Pittsburgh City Paper

Sex workers are sex educators, and we should be thanking them for it

Jessie Sage Aug 1, 2024 5:00 AM

Recently, when I interviewed stand-up comic and Los Angeles-based escort Aviva Ruse, she told me that the trait that made her a bad waitress is the same one that makes her a good escort: “As a waitress, I thought it was my job to tell people how to behave in restaurants,” she says. “And as an escort, it’s my job to tell people how to behave in me.

While her directness in the restaurant industry was frowned upon, in sex work, it is entirely appropriate (arguably, necessary). “It’s all about alignment,” she quipped.

Ruse is a comedian and the statement was obviously intended to be a joke. Still, like all good jokes, it points to an important truth: in the absence of comprehensive and accessible sex education, sex workers become de facto sex educators. It’s a job that most of us did not sign up for, but that we are handed nonetheless.

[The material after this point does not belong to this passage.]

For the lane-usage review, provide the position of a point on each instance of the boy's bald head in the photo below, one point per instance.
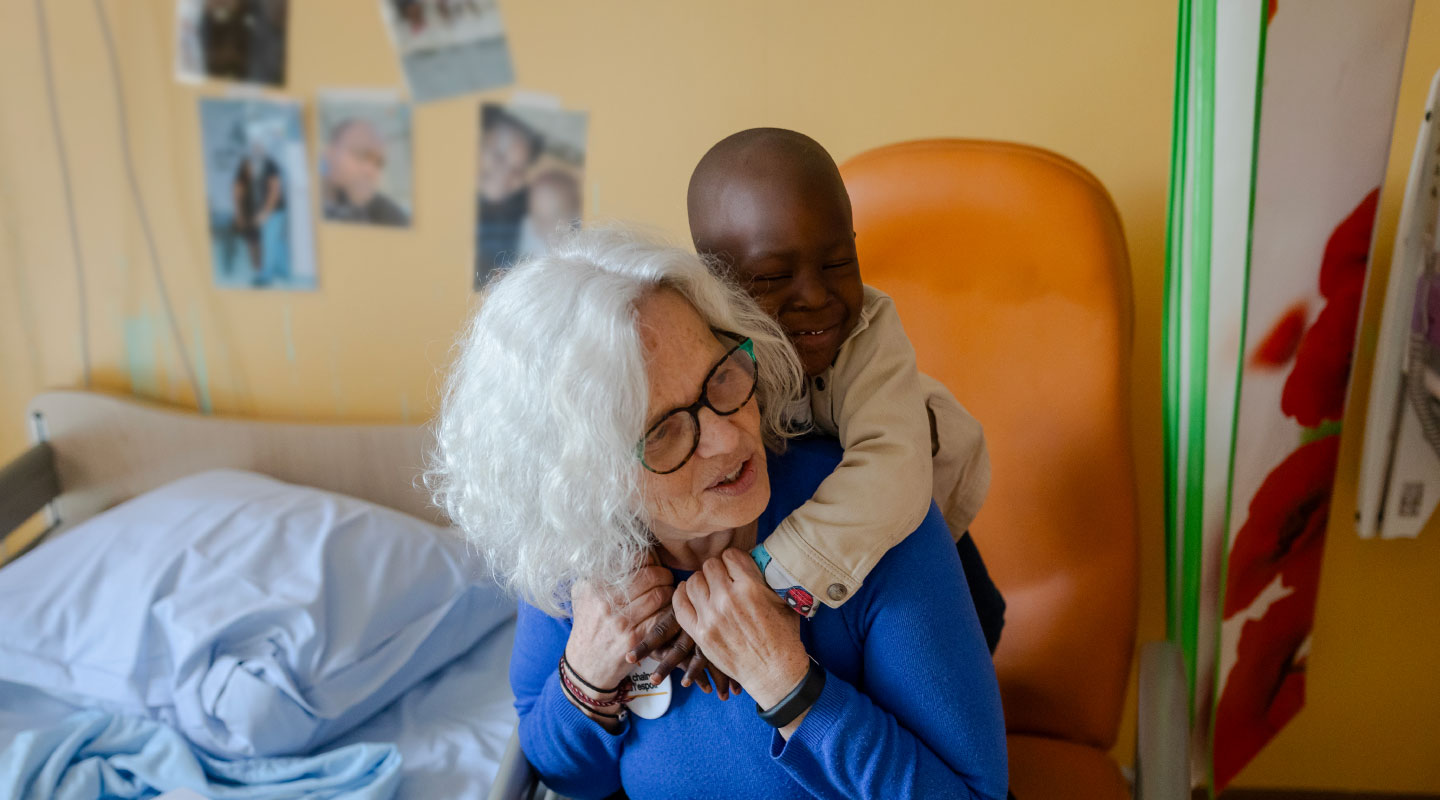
(769, 161)
(771, 205)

At the beginning of my sex work career, I remember spending hundreds of hours on phone sex lines — not dirty talking, but walking sexually inexperienced people through STI scares and testing protocols, relationship woes, sexual shame, and answering questions about sexual positions, fetishes, non-normative relationship structures, and so much more.

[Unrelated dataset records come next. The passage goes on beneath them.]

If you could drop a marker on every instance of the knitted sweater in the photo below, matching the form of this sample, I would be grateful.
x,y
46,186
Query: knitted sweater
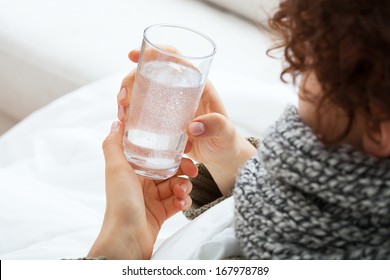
x,y
297,199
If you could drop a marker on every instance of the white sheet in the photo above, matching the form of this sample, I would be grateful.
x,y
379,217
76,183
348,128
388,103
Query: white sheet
x,y
51,166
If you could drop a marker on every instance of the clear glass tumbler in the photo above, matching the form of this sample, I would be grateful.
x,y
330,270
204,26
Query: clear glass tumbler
x,y
172,71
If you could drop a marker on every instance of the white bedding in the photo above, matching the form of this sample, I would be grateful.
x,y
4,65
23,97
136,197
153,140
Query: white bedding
x,y
51,164
51,167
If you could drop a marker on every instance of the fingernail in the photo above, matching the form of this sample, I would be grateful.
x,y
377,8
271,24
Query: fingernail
x,y
184,187
196,128
121,112
122,94
183,202
114,126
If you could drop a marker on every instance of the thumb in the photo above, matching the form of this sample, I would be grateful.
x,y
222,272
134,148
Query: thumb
x,y
210,125
113,144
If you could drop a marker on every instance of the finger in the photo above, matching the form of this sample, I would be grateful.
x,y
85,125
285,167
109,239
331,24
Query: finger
x,y
124,94
210,125
113,148
181,191
181,204
187,168
166,188
188,147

I thought about both Aviva’s joke and my early phone sex days this past week when I had a young and sexually inexperienced client reach out and ask if we could spend an hour together, but then express concern that he wouldn’t be able to “last” the entire hour. He was under the impression — for reasons that I’m sure most of us can imagine — that the totality of an erotic encounter is one thing, and that this thing should last for an hour or more. Importantly, if it doesn’t, he’s doing it wrong.

In 2009, the advertising maven Cindy Gallop made waves on the Ted Talk stage when she admitted that she is an older woman who likes to date and have sex with men in their 20s. “When I date younger men, I have sex with younger men,” she says. “And when I have sex with younger men, I encounter very directly and personally the ramifications of hardcore pornography in our culture.”

Taken out of context, it would be easy to hear this statement as anti-pornography and/or anti-sex work (Is she saying the porn stars are steering young men astray?). Yet her argument is more nuanced; she points out that in a Puritanical culture such as that in the U.S., where churches, schools, and elders are all afraid to talk to young people about sex, “It is not surprising that hardcore pornography has become sex education.” (In a previous column I argued that this is one of several great reasons to talk to your teens about sex.)

Though not a sex worker herself, in her relationship with younger men, Gallop says, “I have no problem realizing that a certain amount of reeducation, rehabilitation, and reorientation has to take place.” Like Ruse, she has come to see it as her job to teach people how to, in Ruse’s words, “behave in [her].” In my case, it seemed important to tell my potential client that “lasting” an hour isn’t an expectation of mine — that it’s neither reasonable nor desirable.

I am certainly not picking on this one client for holding unrealistic expectations about what real-life sexuality looks like. He is just the most recent to voice an often often-felt concern, especially for young and inexperienced men who have come to think of sexuality in terms of performance and stamina, instead of connection and eroticism. Indeed, it is relatively common to hear men say that they are disappointed in themselves for perceived shortcomings in their performance, as if erotic encounters were akin to sporting events.

When clients express these feelings or ask for performance and technique reviews, I am often reminded of how differently we think about our encounters, and how this competitive framework misses the best part of sexuality: the pleasure, connection, and moments of shared humanity.

Gallop is right, our refusal as a culture to talk about sexual pleasure and connection often has the effect of foreclosing its possibility. Certainly, reeducation, rehabilitation, and reorientation are necessary. Ruse’s joke is not a joke, and the world is better off with her (and others who are willing to do this work) in it.


Jessie Sage is a Pittsburgh-based sex worker, writer, and the host of the podcast When We’re Not Hustling: Sex Workers Talking About Everything But.